Ca2+ regulation of heart contractility in Octopus

Abstract

Isometric force development of electrically paced preparations isolated from the systemic heart of Octopus vulgaris were utilized to examine the regulation of contractility by Ca²⁺. Increases in extracellular Ca²⁺, to the physiological level, resulted in enhancement of twitch force. For instance, at 36 beats · min⁻¹ an increase in Ca²⁺ from 3 to 9 mmol · l⁻¹ resulted in a threefold increase in twitch force development. When steady-state contraction at 12 beats · min⁻¹ was followed by a rest period of either 5 or 10 min, the first contraction always exhibited either an increase in twitch force or stayed unchanged such that post-rest twitch force was about 133% of the last value in the steady-state train.
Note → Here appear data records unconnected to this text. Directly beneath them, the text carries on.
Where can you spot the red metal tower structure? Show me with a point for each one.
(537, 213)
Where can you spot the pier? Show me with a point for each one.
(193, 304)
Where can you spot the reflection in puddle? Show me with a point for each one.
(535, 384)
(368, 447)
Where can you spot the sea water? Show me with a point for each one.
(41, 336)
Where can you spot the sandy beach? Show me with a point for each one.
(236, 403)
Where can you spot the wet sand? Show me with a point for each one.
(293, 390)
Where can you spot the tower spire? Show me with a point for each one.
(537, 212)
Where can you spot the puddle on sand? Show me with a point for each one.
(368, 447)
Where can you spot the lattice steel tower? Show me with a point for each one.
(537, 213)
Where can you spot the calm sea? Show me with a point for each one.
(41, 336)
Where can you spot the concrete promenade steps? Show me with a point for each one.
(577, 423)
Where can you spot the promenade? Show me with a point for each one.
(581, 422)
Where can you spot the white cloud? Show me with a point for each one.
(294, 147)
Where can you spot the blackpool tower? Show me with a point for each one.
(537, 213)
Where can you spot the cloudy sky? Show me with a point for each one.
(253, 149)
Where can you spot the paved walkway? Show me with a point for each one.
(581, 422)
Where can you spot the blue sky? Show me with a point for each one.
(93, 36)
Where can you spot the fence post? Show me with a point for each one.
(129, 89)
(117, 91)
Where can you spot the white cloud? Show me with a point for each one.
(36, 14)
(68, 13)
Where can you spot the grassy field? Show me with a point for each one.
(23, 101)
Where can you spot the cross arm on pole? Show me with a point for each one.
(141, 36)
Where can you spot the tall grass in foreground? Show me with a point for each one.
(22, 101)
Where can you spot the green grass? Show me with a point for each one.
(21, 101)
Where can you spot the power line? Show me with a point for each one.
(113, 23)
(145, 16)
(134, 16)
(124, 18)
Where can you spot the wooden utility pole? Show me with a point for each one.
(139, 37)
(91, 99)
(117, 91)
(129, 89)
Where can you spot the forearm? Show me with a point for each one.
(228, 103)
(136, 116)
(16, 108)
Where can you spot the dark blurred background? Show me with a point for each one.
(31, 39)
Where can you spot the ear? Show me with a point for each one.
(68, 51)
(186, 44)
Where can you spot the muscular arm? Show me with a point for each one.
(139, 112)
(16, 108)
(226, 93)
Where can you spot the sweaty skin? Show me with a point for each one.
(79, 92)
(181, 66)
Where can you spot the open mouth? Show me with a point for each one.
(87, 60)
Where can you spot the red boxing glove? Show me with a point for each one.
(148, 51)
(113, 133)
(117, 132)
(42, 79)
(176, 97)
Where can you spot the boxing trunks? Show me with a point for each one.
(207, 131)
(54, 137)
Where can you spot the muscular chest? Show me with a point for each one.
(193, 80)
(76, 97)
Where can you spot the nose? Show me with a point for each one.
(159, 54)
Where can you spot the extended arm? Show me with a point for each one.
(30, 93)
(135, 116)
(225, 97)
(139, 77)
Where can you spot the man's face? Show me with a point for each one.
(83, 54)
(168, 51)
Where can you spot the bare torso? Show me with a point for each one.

Ryanodine (12.5 μmol · l⁻¹), which is considered to be a specific inhibitor of the Ca²⁺ storage and release capabilities of the sarcoplasmic reticulum (SR), was applied to further assess Ca²⁺ handling. Twitch force fell to about 22% of the preteatment level in preparations paced at either 12 or 36 beats · min⁻¹. In all preparations the frequency transition from 12 to 36 beats · min⁻¹ was associated with an increase in resting tension. The␣increase␣was 37 ± 14% prior to ryanodine treatment and was significantly elevated to 127 ± 33% following treatment. When steady-state contraction at 36 beats · min⁻¹ was followed by a rest period of 10 s, the first contraction was not significantly different from the last beat in the train prior to ryanodine; however, with ryanodine treatment, post-rest twitch force development significantly decreased. Twitch force development was regular at pacing rates of up to 300 beats · min⁻¹. Twitch force was maintained up to rates of 84 beats · min⁻¹ but␣decreased thereafter and reached a value of about 10% at 300 beats · min⁻¹. Resting tension increased substantially as frequency was elevated from 12 to 36 beats · min⁻¹ and then gradually increased as frequency was further elevated to 180 beats · min⁻¹. In conclusion, the Octopus ventricle is dependent upon extracellular Ca²⁺ for contraction. A post-rest potentiation of force development, the negative impact of ryanodine, and the ability to respond regularly at high pacing rates imply a strong reliance on the SR in Ca²⁺ cycling based on criteria established for vertebrate hearts.